In a positive development, however, the change in the US administration is expected to relieve tensions between the US and Iran, as the new US president, Joe Biden, is in favor of returning to the Iranian nuclear deal, which was previously abandoned in 2018. Despite this optimism, there have been delays in negotiation talks, as both countries wait for the other party to fulfill certain conditions.
The construction sector grew by 7% in the first half of the current fiscal year (March 21-Sept. 22) compared with last year’s corresponding period, latest data released by the Statistical Center of Iran show.
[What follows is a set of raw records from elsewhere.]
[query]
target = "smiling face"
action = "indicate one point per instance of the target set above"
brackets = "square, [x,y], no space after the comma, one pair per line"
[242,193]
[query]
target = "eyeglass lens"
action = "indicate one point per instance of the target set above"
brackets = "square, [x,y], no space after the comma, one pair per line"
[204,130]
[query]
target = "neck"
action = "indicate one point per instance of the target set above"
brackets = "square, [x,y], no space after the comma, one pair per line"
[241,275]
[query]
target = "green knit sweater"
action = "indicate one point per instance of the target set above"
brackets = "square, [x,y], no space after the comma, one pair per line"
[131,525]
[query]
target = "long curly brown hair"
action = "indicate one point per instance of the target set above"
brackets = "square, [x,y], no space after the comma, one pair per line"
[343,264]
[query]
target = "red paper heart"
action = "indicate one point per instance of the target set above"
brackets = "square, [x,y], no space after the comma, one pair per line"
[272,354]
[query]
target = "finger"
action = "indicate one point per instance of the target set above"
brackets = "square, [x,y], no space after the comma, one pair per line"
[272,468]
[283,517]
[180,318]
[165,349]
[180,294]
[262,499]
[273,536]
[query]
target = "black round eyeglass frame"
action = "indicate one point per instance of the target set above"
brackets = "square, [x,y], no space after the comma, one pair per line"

SCI had put the sector’s growth in fiscal 2020-21 at 6.3%. Its GDP accounted for 4.5% of total gross domestic product in H1.
Each year, 100 million square meters of buildings are constructed in Iran’s urban and rural areas, according to Ahmad Khorram, the head of Construction Engineering Organization.
“Engineering services account for 5-8% of construction costs in the world whereas in Iran they barely exceed 1%,” he was quoted as saying by IRIB News.
The per square meter price of homes in Iran is 500% more than their construction costs, says Mahmoud Mahmoudzadeh, a former deputy minister of roads and urban development.
“The only reason behind the wide gap between construction costs and market prices of homes is the fact that housing is considered an investment vehicle.”